Table 2, 20th and 80th Percentiles of Industry Factors for Employee-Based Size Standards, shows the 20th percentile and 80th percentile values for average firm size (simple and weighted), average assets size, four-firm concentration ratio, and Gini coefficient for industries with employee-based size standards.
Table 2—20th and 80th Percentiles of Industry Factors for Employee-Based Size Standards
Industries/percentiles Simple average firm size (number of employees) Weighted average firm size (number of employees) Average assets size ($ million) Four-firm concentration ratio (%) Gini coefficient Manufacturing and other industries, excluding Sectors 42 and 44-45 20th percentile 29.5 250.7 4.14 24.7 0.760 80th percentile 118.3 1,629.0 40.54 61.3 0.853 Industries in Sectors 42 and 44-45 20th percentile 12.6 199.8 3.19 16.1 0.794 80th percentile 27.9 1,693.8 11.53 38.9 0.865 Estimation of Size Standards Based on Industry Factors
An estimated size standard supported by each industry factor is derived by comparing its value for a specific industry to the 20th percentile and 80th percentile values for that factor. If an industry's value for a particular factor is near the 20th percentile value in the distribution, the supported size standard will be one that is close to the 20th percentile value of size standards for industries in the size standards group ( i.e., industries with employee-based size standards covered by this proposed rule), which is 500 employees. If a factor for an industry is close to the 80th percentile value of that factor, it would support a size standard that is close to the 80th percentile value in the distribution of size standards, which is 1,250 employees. For a factor that is within, above, or below the 20th-80th percentile range, the size standard is calculated using linear interpolation based on the 20th percentile and 80th percentile values for that factor and the 20th percentile and 80th percentile values of size standards.

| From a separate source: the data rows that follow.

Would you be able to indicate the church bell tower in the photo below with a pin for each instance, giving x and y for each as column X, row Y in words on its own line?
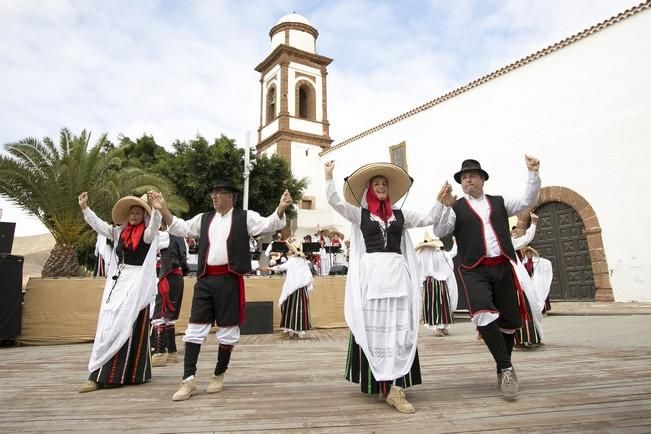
column 293, row 97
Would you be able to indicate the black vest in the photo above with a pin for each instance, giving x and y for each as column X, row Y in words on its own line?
column 469, row 230
column 372, row 233
column 237, row 243
column 173, row 256
column 132, row 257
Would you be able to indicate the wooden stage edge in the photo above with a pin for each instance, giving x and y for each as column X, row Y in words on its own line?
column 64, row 311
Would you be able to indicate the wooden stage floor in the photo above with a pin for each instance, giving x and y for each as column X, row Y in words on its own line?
column 593, row 375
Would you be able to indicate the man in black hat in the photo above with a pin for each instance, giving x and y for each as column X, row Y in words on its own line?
column 224, row 257
column 480, row 224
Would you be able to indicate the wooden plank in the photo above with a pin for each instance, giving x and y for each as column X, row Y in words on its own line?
column 281, row 385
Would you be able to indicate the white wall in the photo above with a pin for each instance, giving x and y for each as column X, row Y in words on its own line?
column 584, row 110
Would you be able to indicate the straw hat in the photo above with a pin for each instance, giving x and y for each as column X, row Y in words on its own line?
column 294, row 250
column 430, row 242
column 120, row 212
column 399, row 181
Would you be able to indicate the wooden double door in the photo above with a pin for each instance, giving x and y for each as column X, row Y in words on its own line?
column 560, row 238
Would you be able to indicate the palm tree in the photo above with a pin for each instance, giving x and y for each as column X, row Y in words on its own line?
column 45, row 179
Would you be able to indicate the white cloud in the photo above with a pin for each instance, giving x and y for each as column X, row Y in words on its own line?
column 175, row 69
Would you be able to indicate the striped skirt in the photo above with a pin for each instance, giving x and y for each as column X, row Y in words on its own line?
column 436, row 302
column 527, row 335
column 295, row 312
column 132, row 364
column 359, row 371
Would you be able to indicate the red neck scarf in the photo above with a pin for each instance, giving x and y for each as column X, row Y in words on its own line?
column 131, row 235
column 381, row 209
column 529, row 266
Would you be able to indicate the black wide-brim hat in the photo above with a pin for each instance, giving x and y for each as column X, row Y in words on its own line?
column 224, row 184
column 470, row 166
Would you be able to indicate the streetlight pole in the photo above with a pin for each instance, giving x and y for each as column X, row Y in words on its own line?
column 247, row 171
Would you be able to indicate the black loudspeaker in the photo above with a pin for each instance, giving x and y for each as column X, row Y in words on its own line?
column 259, row 318
column 338, row 270
column 7, row 230
column 11, row 292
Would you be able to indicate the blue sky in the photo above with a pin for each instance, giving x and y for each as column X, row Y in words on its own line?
column 174, row 69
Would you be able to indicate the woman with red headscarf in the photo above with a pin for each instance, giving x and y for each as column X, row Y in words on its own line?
column 382, row 301
column 121, row 353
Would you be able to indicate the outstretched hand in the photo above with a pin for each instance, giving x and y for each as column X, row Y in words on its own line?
column 156, row 199
column 534, row 218
column 83, row 200
column 445, row 195
column 533, row 164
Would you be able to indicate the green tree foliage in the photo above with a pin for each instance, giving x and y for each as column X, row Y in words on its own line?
column 267, row 182
column 195, row 165
column 45, row 179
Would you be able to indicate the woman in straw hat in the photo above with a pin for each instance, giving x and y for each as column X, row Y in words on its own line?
column 440, row 293
column 539, row 273
column 120, row 352
column 294, row 301
column 382, row 301
column 531, row 333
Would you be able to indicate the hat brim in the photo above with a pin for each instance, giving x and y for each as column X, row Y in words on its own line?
column 434, row 244
column 230, row 188
column 457, row 176
column 294, row 250
column 120, row 212
column 399, row 181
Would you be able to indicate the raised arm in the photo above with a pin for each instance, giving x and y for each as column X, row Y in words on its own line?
column 346, row 210
column 175, row 225
column 531, row 191
column 258, row 225
column 98, row 225
column 151, row 231
column 443, row 215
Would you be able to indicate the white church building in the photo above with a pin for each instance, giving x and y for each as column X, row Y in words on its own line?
column 581, row 105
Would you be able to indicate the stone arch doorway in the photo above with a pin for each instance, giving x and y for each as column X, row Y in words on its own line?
column 569, row 235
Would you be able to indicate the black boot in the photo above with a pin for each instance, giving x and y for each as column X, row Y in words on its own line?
column 190, row 359
column 223, row 357
column 160, row 339
column 170, row 331
column 509, row 340
column 496, row 343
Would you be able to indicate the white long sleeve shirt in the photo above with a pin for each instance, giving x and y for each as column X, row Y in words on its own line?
column 220, row 228
column 445, row 218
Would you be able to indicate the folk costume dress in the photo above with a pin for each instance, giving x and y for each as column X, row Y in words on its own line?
column 488, row 265
column 121, row 353
column 531, row 332
column 541, row 272
column 382, row 300
column 294, row 298
column 440, row 291
column 173, row 265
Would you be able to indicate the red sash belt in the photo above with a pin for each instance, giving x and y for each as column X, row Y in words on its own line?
column 164, row 291
column 522, row 305
column 219, row 270
column 497, row 260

For example, if an industry's simple average firm size in number of employees is 50 employees, that would support a size standard of 650 employees. According to Table 2, the 20th percentile and 80th percentile values of average number of employees are 29.5 and 118.3 employees, respectively. The 50-employee average firm size is 23.1% between the 20th percentile value (29.5 employees) and the 80th percentile value (118.3 employees) of simple average firm size in number of employees ((50 employees−29.5 employees) ÷ (118.3 employees−29.5 employees) = 0.2308 or 23.1%)). Applying this percentage to the difference between the 20th percentile value (500 employees) and 80th percentile (1,250 employees) value of size standards and then adding the result to the 20th percentile size standard value (500 employees) yields a calculated size standard value of 673 employees ([{1,250 employees−500 employees} * 0.231] + 500 employees = 673 employees). The final step is to round the calculated 673 employee size standard to the nearest 50 employees, which in this example yields 650 employees. This procedure is applied to calculate size standards supported by other industry factors. Detailed formulas involved in these calculations are presented in SBA's Methodology, which is available on its website at www.sba.gov/size.
Derivation of Size Standards Based on Federal Contracting Factor
Besides industry structure, SBA also evaluates Federal contracting data to assess the success of small businesses in getting Federal contracts under the existing size standards. For each industry with $20 million or more in annual Federal contract dollars, SBA evaluates the small business share of total Federal contract dollars relative to the small business share of total industry receipts. All other factors being equal, if the share of Federal contracting dollars awarded to small businesses in an industry is significantly less than the small business share of that industry's total receipts, a justification would exist for considering a size standard higher than the current size standard. Start Printed Page 24758 Conversely, if the small business share of Federal contracting activity is near or above the small business share in total industry receipts, this will support the current size standard.
SBA increases the existing size standards by certain percentages when the small business share of total industry receipts exceeds the small business share of total Federal contract dollars by ten or more percentage points. Proposed percentage increases generally reflect employee levels needed to bring the small business share of Federal contracts on par with the small business share of industry receipts. These proposed percentage increases for employee-based size standards are given in Table 3, Proposed Adjustments to Size Standards Based on Federal Contracting Factor.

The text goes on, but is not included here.